According to the carriers, the groups, with the Coalition at the forefront, “engineered an aggressive, nationwide campaign to generate claims that channeled respondents to a website with information that encouraged the presentation of seemingly plausible claims” in an effort to flood the docket and gain control of the bankruptcy. The move, they said, resulted in the number of civil suits swelling from 1,400 to 95,000.
“To accomplish this objective, a handful of Coalition lawyers signed thousands of proofs of claim (‘POCs’) in the days just before the bar date, and a dozen lawyers each signed hundreds of POCs in one day,” the carrier said. “Astonishingly, members of the entity that holds itself out as Abused in Scouting — a fictitious firm acting as a front for three separate firms, two of which are one-man shops and the other a nine-lawyer outfit— filed almost 19,000 POCs alone.”
One attorney from Missouri, Adam Krause of Krause and Kinsman, signed 809 proofs of claim in one day, the carriers alleged.
“Assuming an eight-hour workday with no breaks, Mr. Krause apparently executed one POC every 32 seconds,” the carrier said.
Krause did not return a call seeking comment.
In another instance, the carriers said a marketing firm submitted 400 forms for a law firm that, while purporting to be from different clients, all bore the same signature.
“This goes beyond sloppiness and suggests outright fraud or at least a complete disregard for checking the veracity of the submitted claims and the oath given in signing them,” the motion said.
Brown Rudnick attorney David Molton, who is representing the Coalition, however, sent a statement on behalf of the group, saying the insurance carriers’ “modus operandi … has been misdirection and attack.”
“Misdirection to remove focus from the horrible abuse inflicted on boys, and attack on those survivors and their advocates, their lawyers,” Molton said in the statement. “We are confident that this latest attack by the insurers against survivors and their advocates will fail as our Coalition continues to seek fair and equitable treatment and compensation for all survivors.”
The carriers’ motion cited numerous times to an email from Kosnoff in which the attorney said counsel for BSA was “wasting their time” talking to the bankruptcy’s tort claims committee and that his group should not do anything to “help grease the gears for [the counsel for the tort claims committee] and the dimwits including speeding up the insurance analysis.”
The carriers argued that the email showed the attorneys’ motives were to inflate the number of claims as a way to wrestle control from the tort claims committee, which typically guides the civil liability aspects of the bankruptcy.
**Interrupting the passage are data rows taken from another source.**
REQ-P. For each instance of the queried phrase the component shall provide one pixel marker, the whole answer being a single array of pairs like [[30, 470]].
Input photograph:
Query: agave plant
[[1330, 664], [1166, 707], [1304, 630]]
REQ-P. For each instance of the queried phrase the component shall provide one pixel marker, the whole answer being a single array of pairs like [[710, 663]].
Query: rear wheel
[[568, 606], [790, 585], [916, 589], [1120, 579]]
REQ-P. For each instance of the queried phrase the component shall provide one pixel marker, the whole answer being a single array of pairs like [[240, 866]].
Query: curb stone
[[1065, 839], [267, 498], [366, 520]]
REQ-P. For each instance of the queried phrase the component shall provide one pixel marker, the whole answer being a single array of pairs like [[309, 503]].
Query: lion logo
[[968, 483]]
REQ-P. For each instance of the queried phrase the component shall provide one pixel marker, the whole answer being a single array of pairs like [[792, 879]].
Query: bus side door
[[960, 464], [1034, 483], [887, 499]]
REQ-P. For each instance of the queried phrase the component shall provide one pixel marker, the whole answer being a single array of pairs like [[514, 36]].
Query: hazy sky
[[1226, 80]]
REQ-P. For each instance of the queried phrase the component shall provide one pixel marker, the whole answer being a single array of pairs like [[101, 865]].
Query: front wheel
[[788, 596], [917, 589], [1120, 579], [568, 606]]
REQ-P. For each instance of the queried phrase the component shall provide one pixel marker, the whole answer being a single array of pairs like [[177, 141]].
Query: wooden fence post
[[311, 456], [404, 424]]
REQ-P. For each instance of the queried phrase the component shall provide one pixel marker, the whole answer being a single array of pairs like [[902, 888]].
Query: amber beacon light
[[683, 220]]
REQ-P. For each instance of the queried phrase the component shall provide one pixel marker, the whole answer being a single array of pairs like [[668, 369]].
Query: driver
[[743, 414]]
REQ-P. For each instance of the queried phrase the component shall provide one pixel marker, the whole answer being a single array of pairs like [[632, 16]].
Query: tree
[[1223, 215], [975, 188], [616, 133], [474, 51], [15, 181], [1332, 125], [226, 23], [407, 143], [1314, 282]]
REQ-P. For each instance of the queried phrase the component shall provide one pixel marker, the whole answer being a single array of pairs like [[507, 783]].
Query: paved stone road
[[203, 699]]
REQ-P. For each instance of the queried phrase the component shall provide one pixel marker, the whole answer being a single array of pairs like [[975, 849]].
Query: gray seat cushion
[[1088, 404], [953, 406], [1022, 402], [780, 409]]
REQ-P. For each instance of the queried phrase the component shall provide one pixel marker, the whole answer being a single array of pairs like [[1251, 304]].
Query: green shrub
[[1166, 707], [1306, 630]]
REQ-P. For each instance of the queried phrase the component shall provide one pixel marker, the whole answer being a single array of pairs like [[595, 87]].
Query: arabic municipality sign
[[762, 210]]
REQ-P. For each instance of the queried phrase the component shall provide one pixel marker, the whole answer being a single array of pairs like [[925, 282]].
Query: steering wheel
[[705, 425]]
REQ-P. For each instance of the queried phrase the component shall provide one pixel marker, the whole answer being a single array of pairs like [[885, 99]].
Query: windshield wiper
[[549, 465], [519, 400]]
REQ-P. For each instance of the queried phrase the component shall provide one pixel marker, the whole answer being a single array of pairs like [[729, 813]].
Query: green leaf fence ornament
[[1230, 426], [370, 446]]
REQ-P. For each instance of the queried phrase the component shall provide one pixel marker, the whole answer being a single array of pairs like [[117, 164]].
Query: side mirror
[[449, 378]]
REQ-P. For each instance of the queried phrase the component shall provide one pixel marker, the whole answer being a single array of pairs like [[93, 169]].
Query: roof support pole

In an interview, Kosnoff said the email was only intended for his group of attorneys, but he had accidentally replied all, which meant the email was inadvertently send to a broad swath of attorneys involved in the proceedings. Although the email included “salty language,” Kosnoff said, it did not cast doubt on the validity of the claims Abused in Scouting filed.
Kosnoff further said that most of the issues the carriers raised, such as questions about the client’s signature, were trivial and that, when faced with a client losing their rights to sue, attorneys should err on the side of their clients.
This article has been edited for length and clarity.